Le relazioni delle PMI in tutto il Regno Unito includono:

I lavoratori sono troppo spaventati per tornare al lavoro e vengono licenziati a causa dell’ansia Personale che non vuole tornare al lavoro, che preferirebbe essere lasciato un po ‘più a lungo Dipendenti che decidono di cambiare carriera
“Coloro che lottano mentalmente puoi ben capire e avere la mia simpatia, ma abbiamo visto personale di prima mano che chiedeva semplicemente se potevano rimanere un po ‘più a lungo, sono dei cracker, non riuscivo a credere alle mie orecchie”, aggiunge Ratcliffe.

Le aziende devono seguire attentamente e comprendere i diritti dei dipendenti. I datori di lavoro affrontano ora la sfida scoraggiante di ricostruire le imprese in un’ampia varietà di settori con una mancanza di personale motivato a causa del lungo periodo di blocco.

Il problema è complesso e la situazione è unica per ogni tipo di attività e per ogni dipendente. Tuttavia, poiché le aziende vedranno aumentare la domanda di servizi nel corso del prossimo mese, la questione del reintrodurre il personale dalla fuga in una routine di lavoro sarà una sfida.
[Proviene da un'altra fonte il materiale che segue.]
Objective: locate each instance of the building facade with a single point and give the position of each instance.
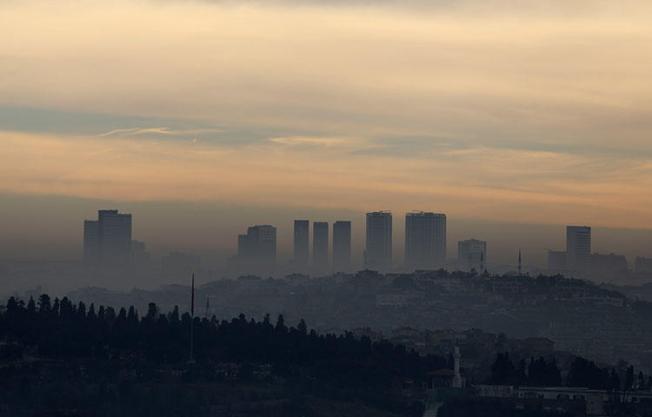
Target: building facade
(108, 240)
(257, 250)
(301, 244)
(342, 246)
(378, 248)
(320, 247)
(425, 240)
(578, 247)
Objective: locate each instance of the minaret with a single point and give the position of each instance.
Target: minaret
(457, 377)
(192, 321)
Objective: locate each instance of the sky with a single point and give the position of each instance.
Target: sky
(524, 112)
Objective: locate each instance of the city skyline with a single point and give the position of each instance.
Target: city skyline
(548, 119)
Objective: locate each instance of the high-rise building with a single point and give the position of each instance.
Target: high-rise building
(257, 249)
(115, 235)
(378, 250)
(91, 242)
(557, 261)
(425, 240)
(301, 244)
(342, 246)
(578, 247)
(107, 240)
(472, 254)
(320, 246)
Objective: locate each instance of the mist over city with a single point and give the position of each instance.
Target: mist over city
(313, 208)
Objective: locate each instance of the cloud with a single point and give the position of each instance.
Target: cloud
(496, 184)
(312, 141)
(490, 109)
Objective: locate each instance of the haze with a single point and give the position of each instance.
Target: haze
(247, 112)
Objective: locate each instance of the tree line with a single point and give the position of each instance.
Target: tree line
(581, 373)
(61, 329)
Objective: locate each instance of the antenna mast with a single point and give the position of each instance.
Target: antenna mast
(192, 320)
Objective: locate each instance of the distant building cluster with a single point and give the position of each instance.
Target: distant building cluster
(108, 242)
(329, 250)
(578, 259)
(323, 248)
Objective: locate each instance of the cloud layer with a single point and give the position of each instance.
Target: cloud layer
(482, 109)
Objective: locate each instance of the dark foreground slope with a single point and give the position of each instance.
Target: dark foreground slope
(65, 359)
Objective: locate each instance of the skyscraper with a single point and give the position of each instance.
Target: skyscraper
(342, 246)
(472, 254)
(301, 244)
(425, 240)
(257, 250)
(378, 251)
(91, 242)
(108, 240)
(320, 246)
(115, 235)
(578, 247)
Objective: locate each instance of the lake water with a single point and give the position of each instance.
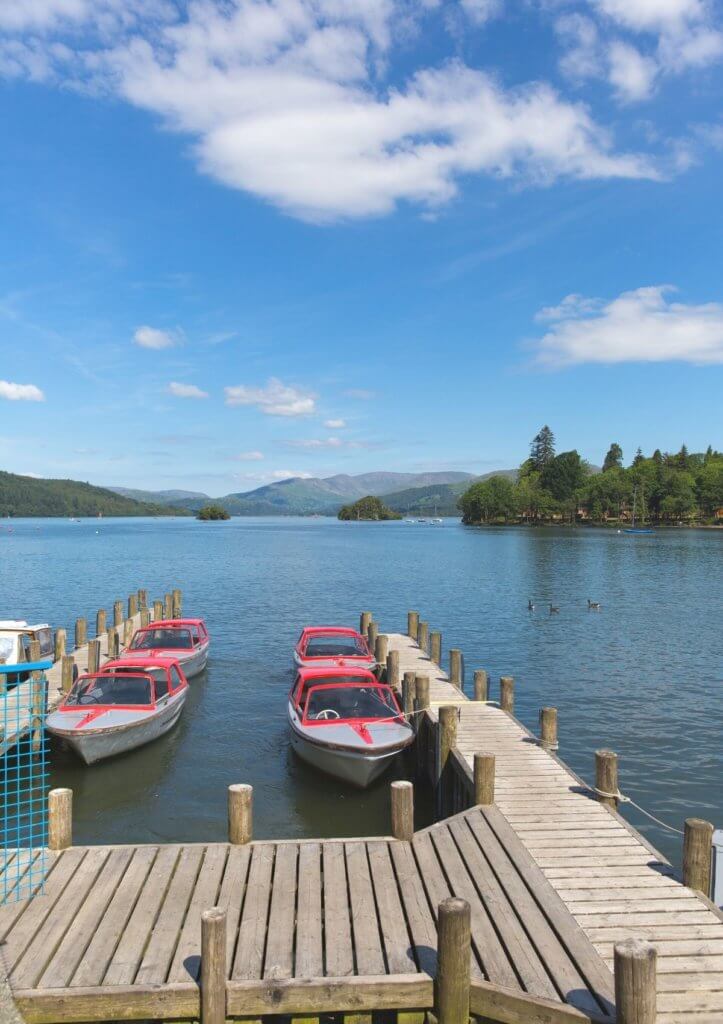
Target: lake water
(642, 677)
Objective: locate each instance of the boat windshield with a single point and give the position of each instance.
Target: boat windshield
(335, 645)
(330, 704)
(169, 639)
(112, 689)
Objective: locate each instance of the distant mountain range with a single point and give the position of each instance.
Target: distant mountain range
(407, 493)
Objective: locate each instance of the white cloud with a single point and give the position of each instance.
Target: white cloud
(642, 326)
(152, 337)
(288, 100)
(186, 390)
(273, 399)
(20, 392)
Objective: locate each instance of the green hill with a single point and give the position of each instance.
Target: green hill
(27, 496)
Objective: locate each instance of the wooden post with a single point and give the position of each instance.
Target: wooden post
(697, 854)
(67, 673)
(81, 633)
(481, 685)
(241, 803)
(456, 668)
(59, 819)
(548, 727)
(452, 983)
(507, 694)
(635, 964)
(606, 777)
(402, 811)
(412, 624)
(93, 655)
(393, 670)
(484, 778)
(59, 644)
(409, 692)
(213, 966)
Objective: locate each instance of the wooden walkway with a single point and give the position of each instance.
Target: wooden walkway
(117, 932)
(612, 882)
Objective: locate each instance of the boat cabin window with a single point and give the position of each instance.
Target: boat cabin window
(162, 638)
(349, 702)
(114, 688)
(335, 645)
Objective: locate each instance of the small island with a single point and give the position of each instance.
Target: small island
(368, 508)
(212, 512)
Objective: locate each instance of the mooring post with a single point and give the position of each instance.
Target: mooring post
(412, 624)
(213, 966)
(241, 805)
(481, 685)
(393, 670)
(606, 777)
(484, 778)
(456, 668)
(507, 694)
(81, 632)
(402, 811)
(548, 727)
(697, 854)
(452, 983)
(635, 964)
(59, 819)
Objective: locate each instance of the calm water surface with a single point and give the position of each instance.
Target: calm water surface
(642, 677)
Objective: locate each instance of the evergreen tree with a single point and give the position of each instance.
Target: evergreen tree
(613, 459)
(542, 450)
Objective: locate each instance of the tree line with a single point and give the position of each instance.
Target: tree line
(664, 487)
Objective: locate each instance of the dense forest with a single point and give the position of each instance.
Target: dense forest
(665, 488)
(27, 496)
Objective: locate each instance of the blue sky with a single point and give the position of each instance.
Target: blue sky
(256, 239)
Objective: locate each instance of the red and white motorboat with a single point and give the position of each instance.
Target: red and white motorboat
(184, 640)
(331, 646)
(346, 723)
(120, 708)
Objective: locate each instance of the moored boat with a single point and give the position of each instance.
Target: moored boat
(331, 646)
(184, 640)
(346, 723)
(120, 709)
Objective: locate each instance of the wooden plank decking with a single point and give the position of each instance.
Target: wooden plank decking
(612, 883)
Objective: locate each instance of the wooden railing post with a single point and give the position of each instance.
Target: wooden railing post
(606, 777)
(241, 799)
(59, 819)
(481, 685)
(412, 624)
(507, 694)
(484, 778)
(697, 854)
(402, 811)
(213, 966)
(635, 964)
(452, 983)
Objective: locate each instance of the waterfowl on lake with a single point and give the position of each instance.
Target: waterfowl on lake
(346, 723)
(184, 640)
(121, 708)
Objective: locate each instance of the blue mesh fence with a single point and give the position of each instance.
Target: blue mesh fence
(24, 779)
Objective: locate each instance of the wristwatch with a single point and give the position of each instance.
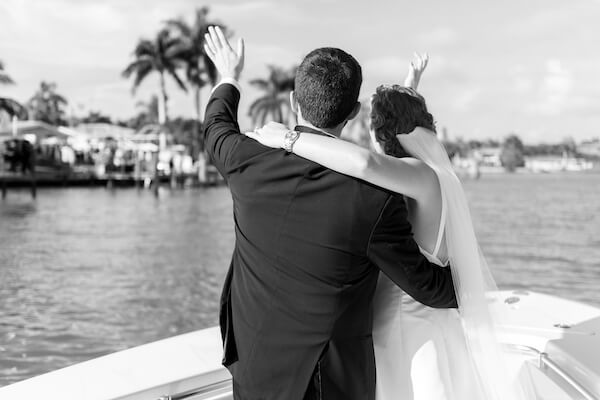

“Sono assolutamente d’accordo con tutti coloro che sono stati licenziati, è un momento difficile, ma dobbiamo renderci conto che lo schema non può andare avanti indefinitamente. Vogliamo dare il benvenuto ai dipendenti con le braccia aperte socialmente distanti e ricostruire la via per uscire da questo pasticcio ”, conclude Ratcliffe di Offices.co.uk.